Restaurant’s alcohol licence revoked following double stabbing incident in Milton Keynes
A popular restaurant and bar has had its alcohol licence revoked by the council following a request made by Thames Valley Police.
A panel of three councillors was advised not to focus on a double stabbing outside the Fratelli’s bar and restaurant, in Fenny Stratford, in May but to consider the actions of premises licence holder Gianluca Imbimbo before and after the incident.
Chairing this afternoon’s (Thursday) committee, Cllr Keith McLean (Cons, Olney) said the licensee’s actions in relation to the deletion CCTV images constituted a serious breach of licensing objectives.
“It has been a very difficult decision to make but we do feel very strongly about it,” said Cllr McLean.
Fratelli’s has a right to appeal the decision at the magistrates’ court within 21 days.
The sub committee was told that the business could still open as a restaurant and allow customers to bring their own drinks.
But they had suffered a drop in footfall and five jobs had been lost since the licence was suspended at a previous meeting.
Mr Imbimbo’s solicitor, Harriet Mather told the licensing sub committee that her client was “very keen to work with the council”.

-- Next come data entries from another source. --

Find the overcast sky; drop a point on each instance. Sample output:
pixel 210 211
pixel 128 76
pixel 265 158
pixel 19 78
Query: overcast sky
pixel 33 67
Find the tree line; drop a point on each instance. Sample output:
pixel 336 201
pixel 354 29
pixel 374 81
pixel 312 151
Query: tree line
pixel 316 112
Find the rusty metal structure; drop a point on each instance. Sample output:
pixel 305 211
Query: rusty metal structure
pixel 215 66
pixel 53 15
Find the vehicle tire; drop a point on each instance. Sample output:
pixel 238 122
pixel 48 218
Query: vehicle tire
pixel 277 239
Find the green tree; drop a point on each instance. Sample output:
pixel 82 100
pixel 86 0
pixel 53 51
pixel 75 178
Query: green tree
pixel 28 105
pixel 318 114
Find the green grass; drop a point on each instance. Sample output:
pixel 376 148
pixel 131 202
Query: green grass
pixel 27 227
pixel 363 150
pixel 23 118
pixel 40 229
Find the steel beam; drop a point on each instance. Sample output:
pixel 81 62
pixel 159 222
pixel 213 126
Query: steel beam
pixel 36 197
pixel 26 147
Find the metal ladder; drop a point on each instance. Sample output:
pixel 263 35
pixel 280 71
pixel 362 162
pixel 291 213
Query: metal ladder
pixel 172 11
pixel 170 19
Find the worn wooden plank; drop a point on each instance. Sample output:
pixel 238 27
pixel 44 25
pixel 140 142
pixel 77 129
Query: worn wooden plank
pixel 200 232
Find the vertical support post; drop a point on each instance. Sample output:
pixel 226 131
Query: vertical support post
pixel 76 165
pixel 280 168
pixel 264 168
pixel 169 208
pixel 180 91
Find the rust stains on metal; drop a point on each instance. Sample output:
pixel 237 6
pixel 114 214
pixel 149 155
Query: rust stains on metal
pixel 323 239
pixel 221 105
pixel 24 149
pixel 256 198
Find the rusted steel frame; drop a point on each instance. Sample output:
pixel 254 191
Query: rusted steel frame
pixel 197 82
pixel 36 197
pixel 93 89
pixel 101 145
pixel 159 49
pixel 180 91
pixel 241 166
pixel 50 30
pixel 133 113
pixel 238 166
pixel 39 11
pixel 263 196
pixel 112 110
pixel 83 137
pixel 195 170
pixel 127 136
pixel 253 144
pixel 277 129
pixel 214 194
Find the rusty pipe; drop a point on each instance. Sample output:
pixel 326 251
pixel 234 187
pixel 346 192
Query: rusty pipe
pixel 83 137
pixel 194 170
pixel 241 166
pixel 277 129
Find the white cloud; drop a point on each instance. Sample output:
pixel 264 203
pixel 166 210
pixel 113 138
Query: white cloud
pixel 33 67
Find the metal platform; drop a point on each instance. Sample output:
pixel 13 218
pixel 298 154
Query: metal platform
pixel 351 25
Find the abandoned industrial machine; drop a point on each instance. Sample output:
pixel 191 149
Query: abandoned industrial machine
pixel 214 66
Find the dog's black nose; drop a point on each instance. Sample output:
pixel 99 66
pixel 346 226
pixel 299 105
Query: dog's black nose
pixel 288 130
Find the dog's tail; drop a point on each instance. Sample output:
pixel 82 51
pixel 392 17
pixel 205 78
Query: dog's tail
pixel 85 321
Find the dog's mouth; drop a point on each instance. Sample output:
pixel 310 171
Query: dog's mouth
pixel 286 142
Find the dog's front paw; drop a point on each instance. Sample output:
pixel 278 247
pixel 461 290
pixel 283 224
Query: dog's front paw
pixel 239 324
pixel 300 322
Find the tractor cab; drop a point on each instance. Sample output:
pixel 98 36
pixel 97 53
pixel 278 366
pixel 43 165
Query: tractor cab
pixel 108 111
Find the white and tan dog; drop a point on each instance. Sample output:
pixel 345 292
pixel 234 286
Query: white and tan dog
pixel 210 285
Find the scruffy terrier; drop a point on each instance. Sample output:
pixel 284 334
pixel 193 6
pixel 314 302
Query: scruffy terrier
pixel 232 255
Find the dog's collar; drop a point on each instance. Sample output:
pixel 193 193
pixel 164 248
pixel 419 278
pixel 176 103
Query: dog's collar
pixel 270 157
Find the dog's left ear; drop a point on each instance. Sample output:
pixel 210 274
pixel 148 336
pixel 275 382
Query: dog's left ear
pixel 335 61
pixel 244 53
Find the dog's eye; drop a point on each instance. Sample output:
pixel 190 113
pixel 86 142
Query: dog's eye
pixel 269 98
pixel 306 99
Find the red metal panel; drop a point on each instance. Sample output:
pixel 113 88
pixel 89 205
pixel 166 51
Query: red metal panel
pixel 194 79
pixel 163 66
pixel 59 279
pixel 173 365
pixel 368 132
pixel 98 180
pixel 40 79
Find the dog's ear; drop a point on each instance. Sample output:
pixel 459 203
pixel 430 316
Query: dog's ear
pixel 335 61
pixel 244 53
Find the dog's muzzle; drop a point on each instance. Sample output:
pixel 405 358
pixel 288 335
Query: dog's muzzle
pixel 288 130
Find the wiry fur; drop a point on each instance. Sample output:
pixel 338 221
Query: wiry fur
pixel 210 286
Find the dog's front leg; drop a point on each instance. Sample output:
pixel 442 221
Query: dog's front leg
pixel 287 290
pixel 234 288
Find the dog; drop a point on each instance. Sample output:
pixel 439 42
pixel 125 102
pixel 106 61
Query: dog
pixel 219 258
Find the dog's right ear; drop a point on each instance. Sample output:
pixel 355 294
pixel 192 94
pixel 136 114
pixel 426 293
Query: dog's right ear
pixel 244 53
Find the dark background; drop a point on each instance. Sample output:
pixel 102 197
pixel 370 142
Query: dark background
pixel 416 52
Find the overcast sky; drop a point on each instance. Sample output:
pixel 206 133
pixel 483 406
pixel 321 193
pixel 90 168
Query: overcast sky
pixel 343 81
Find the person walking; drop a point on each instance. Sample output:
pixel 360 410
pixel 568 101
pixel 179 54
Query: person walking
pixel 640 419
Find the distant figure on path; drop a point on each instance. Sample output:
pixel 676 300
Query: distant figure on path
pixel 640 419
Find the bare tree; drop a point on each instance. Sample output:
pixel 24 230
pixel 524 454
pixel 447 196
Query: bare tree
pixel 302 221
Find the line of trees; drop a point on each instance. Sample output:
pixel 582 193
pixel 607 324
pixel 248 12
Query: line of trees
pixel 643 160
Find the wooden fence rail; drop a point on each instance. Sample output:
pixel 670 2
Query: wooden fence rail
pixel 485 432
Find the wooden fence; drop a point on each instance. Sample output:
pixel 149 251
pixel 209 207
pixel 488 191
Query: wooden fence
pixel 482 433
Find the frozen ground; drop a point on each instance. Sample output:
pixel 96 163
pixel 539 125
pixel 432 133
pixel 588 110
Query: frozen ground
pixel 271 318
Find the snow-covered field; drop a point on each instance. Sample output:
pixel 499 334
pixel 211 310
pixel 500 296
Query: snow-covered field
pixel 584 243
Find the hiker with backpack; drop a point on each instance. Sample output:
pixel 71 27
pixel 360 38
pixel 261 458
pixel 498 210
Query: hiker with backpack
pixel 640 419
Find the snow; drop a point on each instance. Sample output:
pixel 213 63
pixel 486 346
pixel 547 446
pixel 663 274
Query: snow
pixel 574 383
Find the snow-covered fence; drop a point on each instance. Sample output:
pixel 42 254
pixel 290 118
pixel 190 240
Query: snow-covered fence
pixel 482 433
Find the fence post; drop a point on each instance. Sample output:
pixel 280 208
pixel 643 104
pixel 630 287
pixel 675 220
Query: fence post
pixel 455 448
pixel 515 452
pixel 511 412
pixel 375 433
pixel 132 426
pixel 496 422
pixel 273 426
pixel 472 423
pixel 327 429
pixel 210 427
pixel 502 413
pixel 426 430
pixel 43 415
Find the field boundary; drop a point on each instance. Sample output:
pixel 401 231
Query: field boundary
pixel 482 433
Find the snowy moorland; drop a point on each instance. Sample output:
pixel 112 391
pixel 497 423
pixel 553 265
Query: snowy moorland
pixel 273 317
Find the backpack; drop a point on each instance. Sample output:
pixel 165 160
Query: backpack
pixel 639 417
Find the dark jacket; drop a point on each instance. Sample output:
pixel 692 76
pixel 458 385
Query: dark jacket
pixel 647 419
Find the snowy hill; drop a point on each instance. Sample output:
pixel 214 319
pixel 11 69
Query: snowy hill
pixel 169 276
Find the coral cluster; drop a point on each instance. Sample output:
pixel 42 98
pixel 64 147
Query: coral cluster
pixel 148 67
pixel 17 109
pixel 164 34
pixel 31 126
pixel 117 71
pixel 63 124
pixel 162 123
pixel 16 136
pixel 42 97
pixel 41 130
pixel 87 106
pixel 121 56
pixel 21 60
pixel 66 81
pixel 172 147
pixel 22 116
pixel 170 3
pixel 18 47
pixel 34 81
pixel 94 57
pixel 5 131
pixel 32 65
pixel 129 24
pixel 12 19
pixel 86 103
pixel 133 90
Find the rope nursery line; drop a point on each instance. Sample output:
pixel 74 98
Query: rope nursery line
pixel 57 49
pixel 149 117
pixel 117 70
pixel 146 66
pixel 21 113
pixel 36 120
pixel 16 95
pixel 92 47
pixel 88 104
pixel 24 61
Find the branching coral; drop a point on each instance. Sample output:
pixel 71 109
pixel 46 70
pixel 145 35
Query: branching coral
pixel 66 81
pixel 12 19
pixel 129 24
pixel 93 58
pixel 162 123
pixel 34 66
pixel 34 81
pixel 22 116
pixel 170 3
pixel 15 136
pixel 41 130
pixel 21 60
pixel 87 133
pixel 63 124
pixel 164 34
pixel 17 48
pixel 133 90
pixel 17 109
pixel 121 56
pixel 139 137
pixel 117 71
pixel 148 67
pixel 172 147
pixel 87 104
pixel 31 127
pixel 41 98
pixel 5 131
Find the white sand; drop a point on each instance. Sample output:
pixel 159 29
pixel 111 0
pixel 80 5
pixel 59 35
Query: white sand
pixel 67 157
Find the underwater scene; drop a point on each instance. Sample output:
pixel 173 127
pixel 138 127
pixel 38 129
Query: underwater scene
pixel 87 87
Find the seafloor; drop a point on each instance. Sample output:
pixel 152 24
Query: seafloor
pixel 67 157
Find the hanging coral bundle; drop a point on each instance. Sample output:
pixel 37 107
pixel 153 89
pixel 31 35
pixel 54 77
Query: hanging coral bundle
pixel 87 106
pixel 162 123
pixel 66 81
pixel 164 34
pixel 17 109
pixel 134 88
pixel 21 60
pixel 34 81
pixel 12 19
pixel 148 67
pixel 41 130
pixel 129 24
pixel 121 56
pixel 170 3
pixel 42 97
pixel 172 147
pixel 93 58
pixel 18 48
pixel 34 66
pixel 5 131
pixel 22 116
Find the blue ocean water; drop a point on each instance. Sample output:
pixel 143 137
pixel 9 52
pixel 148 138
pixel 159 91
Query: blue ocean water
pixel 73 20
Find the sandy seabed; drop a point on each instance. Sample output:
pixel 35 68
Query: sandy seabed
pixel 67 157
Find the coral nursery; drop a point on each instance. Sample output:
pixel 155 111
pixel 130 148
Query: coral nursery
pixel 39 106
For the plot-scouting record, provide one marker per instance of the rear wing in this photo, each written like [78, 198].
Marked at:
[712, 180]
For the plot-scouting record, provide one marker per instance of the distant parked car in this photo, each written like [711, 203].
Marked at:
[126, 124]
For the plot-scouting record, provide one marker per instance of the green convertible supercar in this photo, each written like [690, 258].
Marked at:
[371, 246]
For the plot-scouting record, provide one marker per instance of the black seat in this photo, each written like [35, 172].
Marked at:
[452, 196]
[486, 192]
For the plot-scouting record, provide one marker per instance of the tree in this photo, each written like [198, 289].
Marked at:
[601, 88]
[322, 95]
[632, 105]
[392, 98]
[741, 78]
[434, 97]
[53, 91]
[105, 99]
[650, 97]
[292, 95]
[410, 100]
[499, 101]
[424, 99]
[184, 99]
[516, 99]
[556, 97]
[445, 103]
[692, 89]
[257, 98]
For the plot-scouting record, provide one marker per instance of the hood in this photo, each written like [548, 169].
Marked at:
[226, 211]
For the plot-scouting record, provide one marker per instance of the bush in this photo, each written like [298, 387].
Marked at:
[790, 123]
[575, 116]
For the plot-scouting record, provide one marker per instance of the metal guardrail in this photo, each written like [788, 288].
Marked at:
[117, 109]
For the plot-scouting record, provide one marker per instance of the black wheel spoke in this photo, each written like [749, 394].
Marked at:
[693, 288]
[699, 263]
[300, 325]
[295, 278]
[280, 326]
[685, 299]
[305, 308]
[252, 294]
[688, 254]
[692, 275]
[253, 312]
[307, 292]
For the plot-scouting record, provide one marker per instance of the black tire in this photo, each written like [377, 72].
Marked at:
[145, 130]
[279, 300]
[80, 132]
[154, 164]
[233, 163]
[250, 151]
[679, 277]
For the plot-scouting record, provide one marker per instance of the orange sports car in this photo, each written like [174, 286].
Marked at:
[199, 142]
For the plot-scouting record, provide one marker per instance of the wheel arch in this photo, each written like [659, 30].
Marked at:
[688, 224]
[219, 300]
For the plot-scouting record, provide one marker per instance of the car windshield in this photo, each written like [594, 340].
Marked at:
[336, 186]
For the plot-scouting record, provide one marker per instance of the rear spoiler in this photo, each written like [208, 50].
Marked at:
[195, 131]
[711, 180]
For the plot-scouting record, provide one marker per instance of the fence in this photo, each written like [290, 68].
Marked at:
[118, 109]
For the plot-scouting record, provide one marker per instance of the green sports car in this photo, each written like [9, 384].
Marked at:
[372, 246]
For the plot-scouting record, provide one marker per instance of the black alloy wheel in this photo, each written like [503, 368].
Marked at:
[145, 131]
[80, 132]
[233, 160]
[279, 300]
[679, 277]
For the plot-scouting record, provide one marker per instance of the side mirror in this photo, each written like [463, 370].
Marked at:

She admitted there have been problems but her client has tried to rectify issues over breaches of his licence conditions.
“There is a lot for him to learn,” she said. “This is his first licence.”
She added that he had limited training before taking the licence.
Mr Imbimbo said: “Anything you want me to do, I’m there.”
He apologised for not knowing his licensed trading hours and for mistakes.
Customers of the restaurant told the council that they supported the business and wanted it to continue to be able to serve alcohol
But the sub committee also heard that Bletchley and Fenny Stratford Town Council had called for the licence to be revoked.
Thames Valley Police licensing officer Gemma McCormack had told the committee that the licence holder was “not understanding his role and is an inappropriate person” to hold a licence.
Alcohol licence holders are required by law to stick to conditions laid down in their licences. Thames Valley Police said that Mr Imbimbo has failed to do that by not knowing when he could serve alcohol.
Police were also concerned about his response to police investigations into the matter, particularly relating to CCTV footage.
But council licensing officer Ed Fisher said Mr Imbimbo had given “good compliance” after he had found a series of “non compliances” with licensing conditions.
He said the breaches put the business in the middle range between serious and not.
“He has shown good cooperation with the council but not enough for me to withdraw our representation,” he said.